With the 2008 Summer Olympics happening in China right now, I am reminded of when I used to run the 200-meter (1/2 lap) and 400-meter (1 lap) events on my high school track team. I wasn’t that good, but I enjoyed it. My best time in the 200m was about 25 seconds (current world record is 19.32 seconds), and my best time in the 400m was -- now don’t laugh -- about 58 seconds (current world record is 43.18 seconds). By the way, both those world records are held by the same man: Michael Johnson.

Consider the world record for every major running event, sprinting and distance. The IAAF’s (International Association of Athletic Federations) Web site has all the data. I entered the data into a JMP table, everything from 100m to 42,194.988m, which is a marathon. Times are recorded in seconds. The data can also be downloaded from JMP's file exchange.

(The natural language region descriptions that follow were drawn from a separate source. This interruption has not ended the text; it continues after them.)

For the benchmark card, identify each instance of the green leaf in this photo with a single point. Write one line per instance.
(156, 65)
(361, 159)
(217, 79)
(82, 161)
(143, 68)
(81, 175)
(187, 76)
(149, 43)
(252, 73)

Can the record be modeled/predicted as a function of distance? I make a scatterplot of Seconds vs. Meters using JMP’s **Fit Y by X** platform:

The data seems to be cramped together for the shorter races. I take the natural log of both Seconds and Meters and replot:

The relationship looks very linear and very strong! Let’s fit a simple linear regression using the **Fit Line** command:

The RSquare is .999. What model am I actually fitting? Consider the following power model:

Seconds = *a**Meters^*b*, where *a* and *b* are parameters. I take the log of both sides to obtain:

ln(Seconds) = ln(*a*) + *b**ln(Meters).

That is the same model I fit above. The relationship between Seconds and Meters can be approximated by a power model, but it can be linearized by taking logs. The parameters of the power model can be computed. The *b* parameter is given above as 1.1065, and the *a* parameter is exp(-2.8081) = .060319.

So, the final prediction model is:

Seconds = .060319*Meters^1.1065.

How well does it predict? The RSquare is strong as we've shown. Also, for each row, I compute the absolute value of (Actual-Predicted)/Actual. The mean result is .036, meaning a 3.6% difference between actual and predicted. The largest percent difference is for the 200m race, with a predicted value of 21.21.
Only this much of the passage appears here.